Notfall
05.04.2018

Mit Photonen gegen den Krebs

Praxis für Strahlentherapie am Johannes Wesling Klinikum beteiligt sich am Tag der offenen Tür am 14. April

Experten bei der Besprechung: (von links, sitzend) Fachärztin Galina Götz sowie Facharzt und Praxisinhaber Dr. Martin Sure (stehend von links) Physiker Achim Weggen, Fachärztin und Praxisinhaberin Christine Kahl sowie Physiker Uwe Riedel.


Die Praxis für Strahlentherapie am Johannes Wesling Klinikum kann auf Hightech zurückgreifen. Mit diesem Beschleuniger hinter zwei Meter dicken Betonwänden werden Elektronen oder Photonen beschleunigt und millimetergenau auf das erkrankte Gewebe geschleudert.

Die Praxis für Strahlentherapie am Johannes Wesling Klinikum feiert am 14. April gleich zwei Jubiläen: das 20-jährige Bestehen und den Einzug in die großzügigen Räume des Johannes Wesling Klinikums vor zehn Jahren. Aus diesem Grund beteiligt sich die eigenständige Praxis am Tag der offenen Tür des Johannes Wesling Klinikums mit einem eigenen Programm.

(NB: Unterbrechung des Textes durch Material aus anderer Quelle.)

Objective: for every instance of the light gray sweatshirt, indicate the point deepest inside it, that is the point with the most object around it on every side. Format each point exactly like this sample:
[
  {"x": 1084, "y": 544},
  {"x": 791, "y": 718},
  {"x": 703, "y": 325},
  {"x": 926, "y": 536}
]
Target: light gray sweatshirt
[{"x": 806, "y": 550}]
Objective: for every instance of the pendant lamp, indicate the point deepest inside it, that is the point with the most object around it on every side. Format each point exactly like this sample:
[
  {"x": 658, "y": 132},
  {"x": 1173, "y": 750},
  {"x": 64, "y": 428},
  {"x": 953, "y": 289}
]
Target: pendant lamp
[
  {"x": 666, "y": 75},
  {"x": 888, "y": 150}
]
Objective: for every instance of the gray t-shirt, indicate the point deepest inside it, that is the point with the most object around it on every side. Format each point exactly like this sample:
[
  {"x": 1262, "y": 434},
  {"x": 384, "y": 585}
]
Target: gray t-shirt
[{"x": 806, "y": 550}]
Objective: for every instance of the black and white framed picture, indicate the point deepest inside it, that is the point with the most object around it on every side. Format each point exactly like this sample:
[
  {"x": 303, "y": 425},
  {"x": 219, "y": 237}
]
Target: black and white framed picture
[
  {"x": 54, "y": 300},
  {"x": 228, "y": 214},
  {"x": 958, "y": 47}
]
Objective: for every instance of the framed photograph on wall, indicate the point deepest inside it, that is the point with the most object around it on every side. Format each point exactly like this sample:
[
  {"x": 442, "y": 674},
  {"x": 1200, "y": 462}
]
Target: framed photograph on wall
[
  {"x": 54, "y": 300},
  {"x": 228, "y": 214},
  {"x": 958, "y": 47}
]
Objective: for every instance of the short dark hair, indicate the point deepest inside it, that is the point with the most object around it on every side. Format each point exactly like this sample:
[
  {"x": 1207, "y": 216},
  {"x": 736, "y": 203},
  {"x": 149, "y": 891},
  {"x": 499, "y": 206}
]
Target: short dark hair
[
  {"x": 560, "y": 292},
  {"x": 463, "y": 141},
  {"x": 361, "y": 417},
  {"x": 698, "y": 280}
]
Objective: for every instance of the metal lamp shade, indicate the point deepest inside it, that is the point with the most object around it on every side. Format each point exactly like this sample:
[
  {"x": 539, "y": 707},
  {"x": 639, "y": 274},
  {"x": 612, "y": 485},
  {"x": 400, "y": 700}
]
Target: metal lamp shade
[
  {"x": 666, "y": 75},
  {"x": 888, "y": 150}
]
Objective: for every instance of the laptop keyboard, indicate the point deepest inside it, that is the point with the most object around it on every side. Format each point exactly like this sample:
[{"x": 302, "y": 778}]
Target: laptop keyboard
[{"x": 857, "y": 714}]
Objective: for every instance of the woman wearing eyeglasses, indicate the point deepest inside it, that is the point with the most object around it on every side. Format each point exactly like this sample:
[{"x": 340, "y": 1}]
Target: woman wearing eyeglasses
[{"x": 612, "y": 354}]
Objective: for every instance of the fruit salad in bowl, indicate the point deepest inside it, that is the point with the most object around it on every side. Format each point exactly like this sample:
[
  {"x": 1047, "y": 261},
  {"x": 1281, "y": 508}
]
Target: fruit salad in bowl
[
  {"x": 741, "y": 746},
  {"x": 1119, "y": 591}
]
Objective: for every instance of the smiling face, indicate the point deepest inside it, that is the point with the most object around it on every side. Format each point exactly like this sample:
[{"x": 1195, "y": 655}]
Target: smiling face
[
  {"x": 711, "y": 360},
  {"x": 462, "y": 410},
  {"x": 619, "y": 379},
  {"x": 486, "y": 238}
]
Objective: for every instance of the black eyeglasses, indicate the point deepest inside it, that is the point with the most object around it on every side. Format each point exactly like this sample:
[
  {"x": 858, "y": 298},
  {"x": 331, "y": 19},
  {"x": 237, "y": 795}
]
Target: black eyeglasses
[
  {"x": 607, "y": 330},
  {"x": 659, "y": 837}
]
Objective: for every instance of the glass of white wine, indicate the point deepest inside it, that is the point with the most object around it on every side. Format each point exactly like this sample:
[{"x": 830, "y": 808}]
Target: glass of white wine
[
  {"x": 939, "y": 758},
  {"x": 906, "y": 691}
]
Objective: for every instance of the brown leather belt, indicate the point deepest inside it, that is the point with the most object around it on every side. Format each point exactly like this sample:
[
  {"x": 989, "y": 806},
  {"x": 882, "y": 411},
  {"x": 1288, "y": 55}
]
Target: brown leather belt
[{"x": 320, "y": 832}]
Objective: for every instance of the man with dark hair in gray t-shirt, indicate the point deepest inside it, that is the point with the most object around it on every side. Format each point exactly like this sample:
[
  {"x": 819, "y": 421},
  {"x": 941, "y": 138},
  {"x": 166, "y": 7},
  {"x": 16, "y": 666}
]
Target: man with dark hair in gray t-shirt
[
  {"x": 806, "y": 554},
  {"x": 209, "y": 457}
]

Die Strahlentherapie ist ein wichtiger Part in der Therapie gegen Krebs. Sie gilt - verglichen mit den Alternativen - als die schonendste Therapieart im Kampf gegen die potentiell tödliche Krankheit. Bei der Bestrahlung werden - je nach gewünschter Wirkung - Photonen oder Elektronen ultraschnell beschleunigt. Die eigentliche Behandlung ist dabei absolut schmerzfrei. "Auch wenn man die Strahlen nicht sieht, fühlt oder riecht; Sie entfalten eine enorme  Wirkung auf das Tumorgewebe", sagt Praxisinhaberin Christine Kahl, die vor 20 Jahren zusammen mit Dr. Arwed Junker die Praxis am Klinikum II eröffnet hat. Was gegen Krebszellen wichtig ist, ist für gesundes Gewebe eine Gefahr. Aus diesem Grund bereiten die fünf Ärzte der Praxis die Behandlungen akribisch vor. In einem eigenen Planungs-CT werden der Körper und der Tumor auf den Millimeter genau vermessen. Anschließend werden die genaue Dosis, Intensität und die zu bestrahlenden Bereiche festgelegt. "Wir können auf die beste und modernste Technik zurückgreifen. Unsere beiden Beschleuniger gehören der neuesten Generation an. Wir können die Strahlen so gezielt einsetzen, dass man sie im Körper exakt auf die Tumorausdehnung beschränken kann. So kann man die Strahlen quasi um gesunde Areale herum leiten", sagt Praxisinhaber Dr. Martin Sure.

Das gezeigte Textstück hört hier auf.